23. Kevin Allocca: Why Videos Go Viral

Youtube’s Trends manager, Kevin Allocca, shares the three key ingredients he has discovered about viral videos, after watching them for a living for so long.

In his short, yet brilliant talk, he delves into specific videos we all love, and helps us see why these videos went viral.

Why entrepreneurs should watch this talk:

The internet and social media has made it possible for any person or brand to become an internet celebrity, and this talk will lead you in the direction of creating content that is shared by the masses.

Memorable Quotes:

“No one has to green-light your idea. And we all now feel some ownership in our own pop culture. And these are not characteristics of old media, and they’re barely true of the media of today, but they will define the entertainment of the future.”

“So “Nyan Cat” is a looped animation with looped music. It’s this, just like this. It’s been viewed nearly 50 million times this year.

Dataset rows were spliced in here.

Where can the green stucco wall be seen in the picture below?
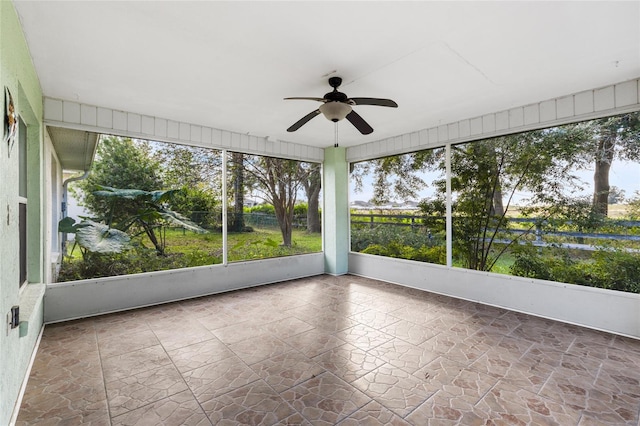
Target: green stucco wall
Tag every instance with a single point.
(18, 74)
(336, 211)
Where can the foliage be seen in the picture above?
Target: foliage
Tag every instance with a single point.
(95, 237)
(385, 240)
(279, 181)
(396, 178)
(633, 207)
(435, 254)
(151, 214)
(609, 269)
(119, 163)
(185, 249)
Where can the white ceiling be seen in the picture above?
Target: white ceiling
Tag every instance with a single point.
(229, 65)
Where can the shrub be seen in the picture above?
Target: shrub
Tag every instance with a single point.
(609, 269)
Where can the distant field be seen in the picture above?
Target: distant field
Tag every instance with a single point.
(616, 211)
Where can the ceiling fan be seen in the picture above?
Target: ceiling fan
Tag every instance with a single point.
(337, 106)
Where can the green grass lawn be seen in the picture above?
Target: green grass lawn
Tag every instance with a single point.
(206, 249)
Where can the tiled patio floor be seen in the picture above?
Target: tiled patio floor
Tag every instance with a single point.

And if you think that that is weird, you should know that there is a three-hour version of this that’s been viewed four million times.”

24. Stefan Sagmeister: The Power of Time Off

Graphic designer, Stefan Sagmeister talks about doing something with his company that would probably make most of you cringe, he shuts down his NYC based design studio every seven years, for one year.

He flips the traditional life of work and places years that would be reserved for retirement into his schedule earlier.

He talks about the idea of sabbaticals, and how many successful people have not only benefited, but done incredible work during or after them.

Why entrepreneurs should watch this talk:

Entrepreneurs often become consumed by their work and company, and lose sight of who they are, and the possibilities surrounding them. This talk will teach you how you the power, and surprising work benefits from taking time off.

Memorable Quotes:

“I run a design studio in New York. Every seven years, I close it for one year to pursue some little experiments, things that are always difficult to accomplish during the regular working year. In that year, we are not available for any of our clients. We are totally closed. And as you can imagine, it is a lovely and very energetic time.”

“I’ve found that finding out about what I’m going to like in the future,my very best way is to talk to people who have actually done it much better than myself envisioning it.”

25. Ernesto Sirolli: Want to Help Someone? Shut Up and Listen

Ernesto Sirolli, an authority in the world of sustainable economic development, and talks about the mistakes we make in our approach with economic development in other countries, particularly Africa.

He sheds light onto the right ways to approach economic development, and how he believes it will be the entrepreneurs that will create the sustainability of the future.

Finally, he teaches the tricks to working successfully with entrepreneurs and sheds light on key lessons for businesses.

Why entrepreneurs should watch this talk:

This talk will make you rethink economic development, and gives you incredible lessons on how you as an entrepreneur can impact future development.

Memorable Quotes:

“We Western people are imperialist, colonialist missionaries, and there are only two ways we deal with people: We either patronize them, or we are paternalistic.”

“I was given a slap in the face reading a book, “Small is Beautiful,” written by Schumacher, who said, above all in economic development, if people do not wish to be helped, leave them alone. This should be the first principle of aid. The first principle of aid is respect.”

“…this is what Peter Drucker says: “Planning is actually incompatible with an entrepreneurial society and economy.” Planning is the kiss of death of entrepreneurship.”